A horde of filmgoers rushed to Good News Cinema last Wednesday to catch Lebanese actor/director Nadine Labaki’s much heralded directorial debut “Caramel. Defying the pervading rule of Arabic movies, the film didn’t disappoint after all, drawing loud laughs and warm applause throughout its 95-minute duration.
The film is set in a Beirut beauty salon owned by Layale, a young woman having an affair with a married man.
Joining her in managing the salon are Nisrine (Yasmine Elmasri), a Muslim from a conservative background who decided to have hymen-reconstruction surgery a few weeks before getting married; Rima (Joanna Moukarzel), a closet lesbian who starts to develop an infatuation for her stunning long-haired client; and Jamale (Gisèle Aouad), a middle-aged woman unable to cope getting old and her fading beauty.
Labaki’s film is essentially a story about female-bonding in modern Beirut. It’s not a romantic chick flick à la “Waiting to Exhale for example. Its bittersweet tone and encompassing vision are closer to Nicole Holofcener’s films (“Walking and Talking, “Lovely and Amazing ).
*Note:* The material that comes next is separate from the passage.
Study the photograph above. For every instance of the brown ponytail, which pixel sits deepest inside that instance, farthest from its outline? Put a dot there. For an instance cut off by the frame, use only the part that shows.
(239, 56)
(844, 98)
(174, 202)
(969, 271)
Like Holofcener’s works, the film is a celebration of this group of women, with all their flaws, misgivings, and men who remain simple-minded, alien creatures.
Like Pedro Almodóvar’s last tour-de-force “Volver, men act as a catalyst to explore the lives of these women. The core of their predicament lies in their inability to confront their reality (Jamale), accept themselves (Rima), stand-up to their own beliefs (Nisrine) or have the strength to break away from an ill-fated relationship (Labaki).
The most interesting, heartrending character in the film is Rose (Sihame Haddad), an elderly lady who falls for an old, venerable gentleman. Shackled by her sense of responsibility for her older, mentally unstable sister, Rose decides to sacrifice possibly her last chance for true happiness.
On the downside, the film is doesn’t have much of a plot, despite the fact that the lives of these characters are intertwined and Labaki’s lens captures the small, intimate moments these women share.
Yet the film lacks depth and, apart from Rose, none of the characters are fully developed. Rima’s character, for example, is half-baked; her motivations and external conflicts are hardly touched. Jamale, the darkest of these characters, is never allowed to turn dark enough.
Nevertheless, it’s charming, funny and heartwarming. It works within the boundaries of the romantic comedy genre and succeeds in churning out a stellar example.
Labaki has an eye for presenting ordinary Beirut life through a realistic, perceptive prism. And the city isn’t a mere background but a strong character in the film.
Overall, “Caramel is a lighthearted picture by a director with better skills behind the camera than in front of it. The story is hardly new, but the performances, beautiful cinematography and Khaled Mouzannar’s tender, warm score renders this film Labaki’s best work to date.